Will the election be enough to put a stop to the climate of tension in the country following the assassination of a president and an attack on a Minister of State? What are the prospects for the future of the country after the elections?

Guinea-Bissau is a positive reference in Africa in terms of credible, free, fair and transparent elections. That is, we have held countless elections that have complied with international standards. I say this to demonstrate that our problem has never been about holding elections, but instead the democratic culture of accepting the results of the ballot and allowing the power granted by the people to be exercised to serve their interests.
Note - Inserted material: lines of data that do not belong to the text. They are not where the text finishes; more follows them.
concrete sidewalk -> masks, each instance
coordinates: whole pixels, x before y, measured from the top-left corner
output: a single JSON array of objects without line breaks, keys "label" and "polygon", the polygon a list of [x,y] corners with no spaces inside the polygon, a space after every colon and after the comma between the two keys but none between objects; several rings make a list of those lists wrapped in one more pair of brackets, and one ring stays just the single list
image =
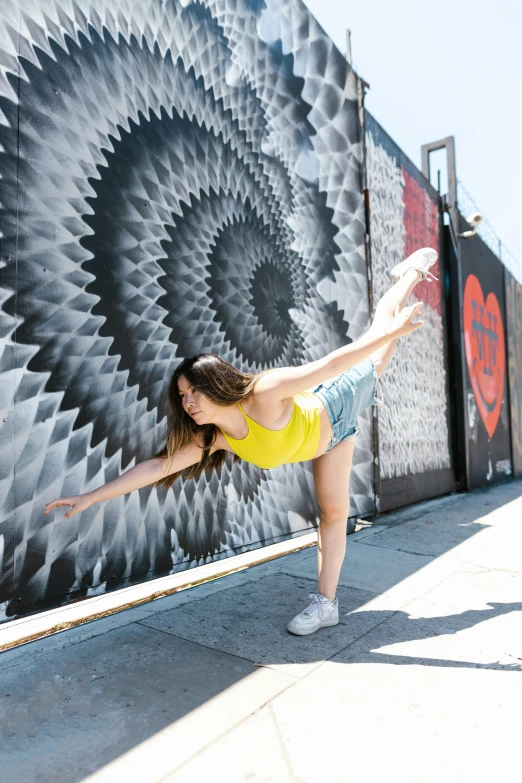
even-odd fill
[{"label": "concrete sidewalk", "polygon": [[2,783],[518,777],[522,481],[349,536],[291,636],[315,589],[313,548],[2,653]]}]

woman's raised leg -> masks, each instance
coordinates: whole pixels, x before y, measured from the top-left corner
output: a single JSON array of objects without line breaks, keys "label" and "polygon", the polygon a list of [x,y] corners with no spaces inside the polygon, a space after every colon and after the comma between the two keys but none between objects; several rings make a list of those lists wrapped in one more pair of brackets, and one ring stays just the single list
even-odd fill
[{"label": "woman's raised leg", "polygon": [[[396,310],[403,309],[418,282],[437,280],[430,271],[437,258],[438,253],[432,247],[421,247],[391,270],[391,276],[397,282],[384,294],[377,305],[370,331],[376,329],[382,334],[382,328],[387,328],[387,323],[394,317]],[[396,345],[397,341],[393,340],[373,355],[373,359],[379,362],[376,367],[378,378],[386,369]]]},{"label": "woman's raised leg", "polygon": [[[402,310],[402,308],[406,306],[410,294],[421,279],[420,272],[416,269],[409,269],[397,283],[386,291],[375,308],[375,315],[373,317],[372,325],[370,326],[370,331],[375,329],[382,334],[383,328],[386,329],[387,325],[393,319],[397,307],[399,310]],[[390,361],[396,345],[397,340],[392,340],[388,345],[385,345],[384,348],[381,348],[372,355],[374,361],[378,362],[375,368],[378,378],[381,377],[386,369],[386,365]]]}]

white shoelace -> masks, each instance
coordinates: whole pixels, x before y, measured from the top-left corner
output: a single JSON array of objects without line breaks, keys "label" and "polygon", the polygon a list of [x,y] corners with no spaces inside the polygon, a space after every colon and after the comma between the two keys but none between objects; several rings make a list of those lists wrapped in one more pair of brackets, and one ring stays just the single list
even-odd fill
[{"label": "white shoelace", "polygon": [[307,617],[311,617],[316,612],[323,614],[324,609],[326,608],[325,603],[328,599],[323,598],[323,596],[318,595],[317,593],[309,593],[308,598],[312,599],[312,603],[310,606],[307,606],[306,609],[303,609],[302,614],[306,615]]}]

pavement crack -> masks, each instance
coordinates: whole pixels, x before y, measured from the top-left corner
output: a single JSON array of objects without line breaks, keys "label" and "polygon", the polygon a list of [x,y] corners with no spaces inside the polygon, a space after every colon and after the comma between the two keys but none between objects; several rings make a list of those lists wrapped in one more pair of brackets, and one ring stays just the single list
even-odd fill
[{"label": "pavement crack", "polygon": [[271,701],[269,701],[266,706],[268,707],[268,710],[269,710],[269,712],[270,712],[270,714],[272,716],[276,737],[277,737],[277,740],[279,742],[279,747],[281,748],[281,751],[283,753],[283,756],[284,756],[284,759],[285,759],[285,763],[286,763],[289,775],[295,781],[295,783],[305,783],[305,781],[302,780],[302,778],[299,778],[299,777],[297,777],[297,775],[294,774],[294,770],[293,770],[293,767],[292,767],[292,762],[290,760],[290,756],[288,755],[288,750],[287,750],[285,741],[283,739],[283,735],[281,733],[281,727],[279,725],[279,721],[277,719],[277,715],[276,715],[275,710],[274,710],[273,699]]}]

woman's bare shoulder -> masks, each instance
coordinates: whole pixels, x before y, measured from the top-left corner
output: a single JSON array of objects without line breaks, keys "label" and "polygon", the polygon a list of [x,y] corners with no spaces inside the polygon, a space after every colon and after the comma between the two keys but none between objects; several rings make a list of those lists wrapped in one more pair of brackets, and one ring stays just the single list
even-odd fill
[{"label": "woman's bare shoulder", "polygon": [[281,400],[277,395],[267,394],[264,391],[252,392],[248,400],[243,402],[243,410],[251,419],[267,429],[277,430],[288,422],[292,414],[294,400],[289,398]]}]

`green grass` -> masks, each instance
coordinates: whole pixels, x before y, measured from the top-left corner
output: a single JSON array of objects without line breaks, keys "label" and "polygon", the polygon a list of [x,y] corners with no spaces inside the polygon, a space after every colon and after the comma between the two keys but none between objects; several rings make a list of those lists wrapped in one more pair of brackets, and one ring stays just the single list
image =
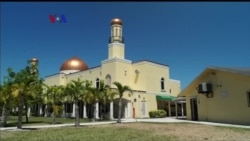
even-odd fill
[{"label": "green grass", "polygon": [[227,141],[249,138],[249,129],[192,123],[122,123],[0,133],[1,141]]},{"label": "green grass", "polygon": [[[196,124],[196,125],[200,125],[200,126],[204,126],[202,124],[199,124],[199,123],[188,123],[188,122],[182,122],[182,123],[179,123],[179,122],[169,122],[169,123],[164,123],[164,122],[141,122],[141,123],[147,123],[147,124],[160,124],[160,125],[190,125],[190,124]],[[233,130],[233,131],[250,131],[249,128],[241,128],[241,127],[230,127],[230,126],[216,126],[216,125],[207,125],[207,126],[212,126],[212,127],[216,127],[218,129],[221,129],[221,130]],[[250,141],[250,140],[249,140]]]},{"label": "green grass", "polygon": [[[56,118],[55,124],[63,124],[63,123],[75,123],[74,118]],[[82,119],[80,118],[80,122],[90,122],[89,119]],[[26,123],[25,116],[22,117],[23,126],[25,125],[49,125],[52,124],[51,117],[29,117],[29,122]],[[17,116],[9,116],[7,120],[6,127],[14,127],[17,125]]]},{"label": "green grass", "polygon": [[168,141],[171,137],[127,127],[64,127],[32,131],[4,131],[1,141]]}]

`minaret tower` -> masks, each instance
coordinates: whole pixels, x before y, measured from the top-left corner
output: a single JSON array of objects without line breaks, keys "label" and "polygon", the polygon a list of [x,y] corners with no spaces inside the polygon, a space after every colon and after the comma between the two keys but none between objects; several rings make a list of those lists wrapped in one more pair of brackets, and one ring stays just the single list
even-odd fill
[{"label": "minaret tower", "polygon": [[124,59],[124,40],[122,37],[122,21],[118,18],[111,20],[111,35],[109,38],[108,59]]}]

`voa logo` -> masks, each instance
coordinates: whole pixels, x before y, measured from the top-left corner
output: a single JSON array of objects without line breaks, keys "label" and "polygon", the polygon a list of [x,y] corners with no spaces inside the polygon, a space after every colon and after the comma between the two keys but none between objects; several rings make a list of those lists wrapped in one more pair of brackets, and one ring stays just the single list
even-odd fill
[{"label": "voa logo", "polygon": [[66,17],[64,15],[57,16],[57,15],[52,15],[52,14],[49,15],[49,21],[50,23],[66,23],[67,22]]}]

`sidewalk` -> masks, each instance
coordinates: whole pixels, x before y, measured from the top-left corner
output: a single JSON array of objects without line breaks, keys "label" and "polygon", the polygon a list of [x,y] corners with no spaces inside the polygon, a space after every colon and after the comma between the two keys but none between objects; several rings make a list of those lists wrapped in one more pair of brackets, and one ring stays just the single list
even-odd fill
[{"label": "sidewalk", "polygon": [[[167,118],[147,118],[147,119],[122,119],[122,123],[133,123],[133,122],[157,122],[157,123],[195,123],[195,124],[203,124],[203,125],[211,125],[211,126],[224,126],[224,127],[237,127],[237,128],[247,128],[250,129],[250,126],[247,125],[234,125],[234,124],[224,124],[224,123],[213,123],[213,122],[203,122],[203,121],[189,121],[183,119],[176,119],[175,117],[167,117]],[[97,121],[97,122],[87,122],[80,123],[81,126],[89,126],[89,125],[100,125],[100,124],[114,124],[116,123],[116,119],[113,121]],[[0,131],[8,130],[8,131],[25,131],[27,130],[35,130],[40,128],[55,128],[55,127],[66,127],[66,126],[74,126],[74,123],[70,124],[55,124],[55,125],[34,125],[34,126],[23,126],[23,129],[17,129],[17,127],[2,127]]]},{"label": "sidewalk", "polygon": [[[100,124],[113,124],[116,123],[116,121],[96,121],[96,122],[86,122],[86,123],[80,123],[81,126],[89,126],[89,125],[100,125]],[[31,125],[31,126],[26,126],[23,125],[22,129],[17,129],[17,127],[1,127],[0,131],[4,130],[12,130],[12,131],[17,131],[17,130],[34,130],[34,129],[40,129],[40,128],[56,128],[56,127],[66,127],[66,126],[75,126],[75,123],[68,123],[68,124],[54,124],[54,125]]]},{"label": "sidewalk", "polygon": [[211,125],[211,126],[224,126],[224,127],[237,127],[237,128],[247,128],[250,129],[250,126],[247,125],[236,125],[236,124],[226,124],[226,123],[214,123],[214,122],[205,122],[205,121],[190,121],[184,119],[176,119],[175,117],[167,117],[167,118],[158,118],[158,119],[137,119],[137,122],[185,122],[185,123],[195,123],[195,124],[203,124],[203,125]]}]

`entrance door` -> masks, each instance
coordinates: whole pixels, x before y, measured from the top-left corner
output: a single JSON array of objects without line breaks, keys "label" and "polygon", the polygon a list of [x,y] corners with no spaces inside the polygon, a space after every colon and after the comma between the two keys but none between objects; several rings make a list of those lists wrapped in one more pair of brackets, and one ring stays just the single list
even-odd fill
[{"label": "entrance door", "polygon": [[197,107],[197,98],[190,99],[191,107],[191,118],[192,120],[198,120],[198,107]]},{"label": "entrance door", "polygon": [[146,113],[146,101],[141,102],[141,114],[142,114],[142,117],[145,117],[147,115],[147,113]]}]

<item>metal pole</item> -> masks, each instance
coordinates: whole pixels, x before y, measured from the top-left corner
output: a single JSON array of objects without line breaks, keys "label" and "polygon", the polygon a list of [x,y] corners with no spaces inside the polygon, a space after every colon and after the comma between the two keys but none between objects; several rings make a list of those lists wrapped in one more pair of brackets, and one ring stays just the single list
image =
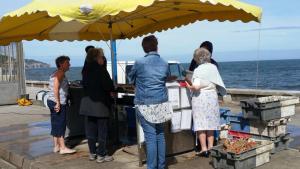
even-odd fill
[{"label": "metal pole", "polygon": [[118,71],[117,71],[117,47],[116,40],[112,37],[112,25],[110,25],[110,55],[111,55],[111,72],[114,84],[118,84]]},{"label": "metal pole", "polygon": [[[113,39],[112,36],[112,23],[109,23],[110,28],[110,54],[111,54],[111,71],[112,71],[112,78],[114,81],[114,85],[118,84],[118,74],[117,74],[117,48],[116,48],[116,40]],[[116,96],[118,97],[118,96]],[[116,144],[119,144],[119,116],[118,116],[118,108],[117,108],[117,98],[114,98],[114,106],[113,106],[113,112],[114,112],[114,123],[115,123],[115,137],[116,137]]]},{"label": "metal pole", "polygon": [[18,66],[18,81],[19,81],[19,94],[26,94],[26,75],[25,75],[25,62],[24,62],[24,52],[23,43],[16,42],[17,50],[17,66]]}]

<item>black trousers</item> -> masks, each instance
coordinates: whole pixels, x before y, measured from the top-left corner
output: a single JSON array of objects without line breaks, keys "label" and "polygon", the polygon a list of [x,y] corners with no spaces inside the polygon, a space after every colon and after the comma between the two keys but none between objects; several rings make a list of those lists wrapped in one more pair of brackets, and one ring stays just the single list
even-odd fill
[{"label": "black trousers", "polygon": [[[86,116],[85,134],[91,154],[107,155],[107,125],[108,118]],[[98,143],[98,146],[96,145]]]}]

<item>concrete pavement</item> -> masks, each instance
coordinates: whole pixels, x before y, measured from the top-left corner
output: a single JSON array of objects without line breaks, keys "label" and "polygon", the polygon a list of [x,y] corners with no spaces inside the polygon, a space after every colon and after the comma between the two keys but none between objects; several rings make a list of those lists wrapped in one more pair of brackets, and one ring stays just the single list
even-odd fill
[{"label": "concrete pavement", "polygon": [[[224,105],[232,111],[238,112],[236,104]],[[293,131],[295,144],[291,150],[281,151],[271,157],[271,162],[260,169],[299,168],[299,115],[294,117]],[[49,135],[49,110],[41,106],[20,107],[0,106],[0,168],[25,168],[25,169],[143,169],[138,166],[137,147],[123,146],[116,148],[113,162],[98,164],[95,161],[88,161],[88,147],[85,140],[77,140],[78,151],[73,155],[59,155],[52,153],[52,138]],[[170,169],[210,169],[210,159],[199,158],[193,152],[168,158]]]}]

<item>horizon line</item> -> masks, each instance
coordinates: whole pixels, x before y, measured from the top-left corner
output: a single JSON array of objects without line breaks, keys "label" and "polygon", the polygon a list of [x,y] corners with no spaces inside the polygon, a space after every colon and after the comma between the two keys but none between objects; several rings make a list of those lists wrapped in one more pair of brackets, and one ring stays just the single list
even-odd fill
[{"label": "horizon line", "polygon": [[[258,62],[264,62],[264,61],[282,61],[282,60],[300,60],[300,58],[299,59],[233,60],[233,61],[217,61],[217,62],[218,63],[228,63],[228,62],[257,62],[257,61]],[[124,60],[120,60],[120,61],[124,61]],[[189,62],[180,62],[180,64],[186,64],[186,63],[189,63]],[[82,66],[71,66],[71,68],[82,67]],[[49,68],[56,68],[56,67],[51,65]]]}]

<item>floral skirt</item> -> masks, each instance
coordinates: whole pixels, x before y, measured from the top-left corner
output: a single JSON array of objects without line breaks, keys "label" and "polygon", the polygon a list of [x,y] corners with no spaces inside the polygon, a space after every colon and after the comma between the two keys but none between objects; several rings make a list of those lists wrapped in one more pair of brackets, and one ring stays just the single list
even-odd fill
[{"label": "floral skirt", "polygon": [[220,130],[219,102],[216,91],[201,91],[192,98],[194,131]]}]

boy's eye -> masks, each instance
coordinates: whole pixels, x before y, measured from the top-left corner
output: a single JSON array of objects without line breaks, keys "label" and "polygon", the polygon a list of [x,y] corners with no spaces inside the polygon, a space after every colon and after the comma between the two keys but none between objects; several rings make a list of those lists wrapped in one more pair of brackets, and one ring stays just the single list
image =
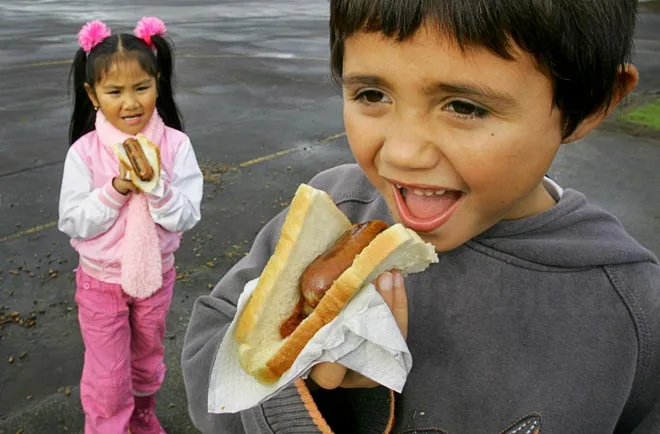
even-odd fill
[{"label": "boy's eye", "polygon": [[456,113],[461,118],[471,119],[488,117],[488,110],[467,101],[452,101],[447,104],[446,110]]},{"label": "boy's eye", "polygon": [[140,92],[142,92],[142,91],[145,91],[145,90],[147,90],[147,89],[149,89],[149,86],[140,86],[140,87],[138,87],[137,90],[139,90]]},{"label": "boy's eye", "polygon": [[108,92],[108,94],[109,95],[119,95],[119,91],[118,90],[111,90],[111,91]]},{"label": "boy's eye", "polygon": [[383,92],[377,90],[365,90],[355,96],[355,100],[368,104],[389,103],[390,99]]}]

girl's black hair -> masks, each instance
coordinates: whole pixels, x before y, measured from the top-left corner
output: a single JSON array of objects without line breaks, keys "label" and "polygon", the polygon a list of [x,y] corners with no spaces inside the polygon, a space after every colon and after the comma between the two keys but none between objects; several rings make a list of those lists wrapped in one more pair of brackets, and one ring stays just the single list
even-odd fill
[{"label": "girl's black hair", "polygon": [[332,74],[340,84],[344,41],[363,31],[403,41],[429,23],[505,59],[513,41],[552,80],[567,137],[620,91],[636,20],[637,0],[330,0]]},{"label": "girl's black hair", "polygon": [[157,78],[156,110],[165,125],[183,131],[181,114],[174,101],[174,50],[161,36],[152,36],[151,42],[155,50],[135,35],[119,33],[105,38],[89,54],[82,48],[78,50],[69,73],[73,90],[73,113],[69,123],[70,145],[95,128],[96,112],[85,91],[85,83],[94,88],[113,62],[120,57],[136,59],[147,74]]}]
These have always been and are still our real problems, together with a culture of impunity and dysfunctional judicial institutions.

Throughout the past decade or so of successive crises, dozens of citizens have been assassinated, violently beaten and arbitrarily arrested, including high dignitaries. The people responsible for these criminal acts have never been brought to justice. For this reason, we believe that to reduce the tension in the country and the sense of hatred resulting from the cycle of impunity, it is urgent and necessary for the next political leaders who emerge from the elections to restore the authority of the State and reform the justice system, allowing it to establish balance and drive a genuine reconciliation capable of pacifying spirits and restoring the self-esteem of Guineans.

Similarly, the resumption of cooperation with the main development partners, namely the European Union, IMF and World Bank, is also of great important.

All this will depend on how political power will be divided and managed after the April 13 elections, but also on how an understanding will be reached between the different regional and international blocks and organizations on ways to help Guinea-Bissau once again find peace and pursue sustainable development.